Прежде всего требуется высушить ее тело, сказал немец. Дитя, разумеется, не следует отнимать от ее груди; ей надлежит пить потогонные и мочегонные средства, пить ей разрешается лишь самую малость, зато надобно принимать жженые и толченые кости животных – terra sigillata [твердая материя (лат.)], – а также вкушать твердую и сухую пищу и сдабривать ее горячительными пряностями.
Суждения ученого мужа придали Улаву надежду. Он все так разумно растолковал, а латинские слова, что немец называл, Улав помнил еще с юности: prima causa, harmonia, materia u humidis, disparo, dispono [первопричина, гармония, материя, влага, располагать, разделять (лат.)]. Эти слова он слыхал от Асбьерна Толстомясого, Арнвида и святых братьев из монастыря, и, насколько он мог понять, Клаус правильно во всем разобрался. Он и сам еще в годы их отрочества замечал, что тело у Ингунн было слабое и вялое, твердости в нем не хватало, он невольно сравнивал его с зелеными всходами – верно, в ней и всегда недоставало твердой материи. Terra sigillata должна ей непременно помочь, он знал, что это хорошее средство от многих болезней.

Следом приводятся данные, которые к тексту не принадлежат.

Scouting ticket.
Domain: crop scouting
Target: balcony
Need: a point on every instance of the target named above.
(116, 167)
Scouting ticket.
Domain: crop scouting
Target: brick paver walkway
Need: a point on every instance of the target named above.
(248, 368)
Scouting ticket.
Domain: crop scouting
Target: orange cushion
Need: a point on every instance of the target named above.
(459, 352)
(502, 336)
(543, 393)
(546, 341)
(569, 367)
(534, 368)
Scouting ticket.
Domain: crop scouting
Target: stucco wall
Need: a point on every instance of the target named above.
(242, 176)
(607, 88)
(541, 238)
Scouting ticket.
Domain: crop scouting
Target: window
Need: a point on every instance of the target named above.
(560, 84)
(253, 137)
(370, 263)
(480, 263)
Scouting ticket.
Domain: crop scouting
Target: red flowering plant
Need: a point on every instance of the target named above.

Он учил про четыре стихии, из коих создан человек, слыхал он и про то, что расположение небесных светил влияет на судьбу человека. Ученые мужи здесь у них на родине мало что в этом разумеют. Асбьерн сказал, что христианину ни к чему знать, что начертано звездами. Сарацины же, как известно, самые большие знатоки на свете по части звезд.
У Улава на душе полегчало. Может статься, он был на ложном пути все эти годы. Он думал, что навлек несчастье на них обоих оттого, что не мог смыть с себя печать проклятия за грехи. Он будет жить во грехе, покуда сам не вызовется исправить свой злосчастный поступок, но ведь бог знает, что он не в силах этого сделать, он не может рисковать честью и благополучием жены и детей. Во всем же прочем он старался поступать как истинный христианин. И богу известно лучше него, сколь сильно он желал жить в мире с ним, сметь любить его всем своим сердцем, преклонять колена и молиться без стенаний о своем непослушании.
Но ежели ему поверить в то, что все беды постигли его лишь по причине естества! Сесилия была залогом того, что бог простил его вину либо дал ему отсрочку, покуда не придет его смертный час, а звезды – вина тому, что Ингунн слаба телом и душою.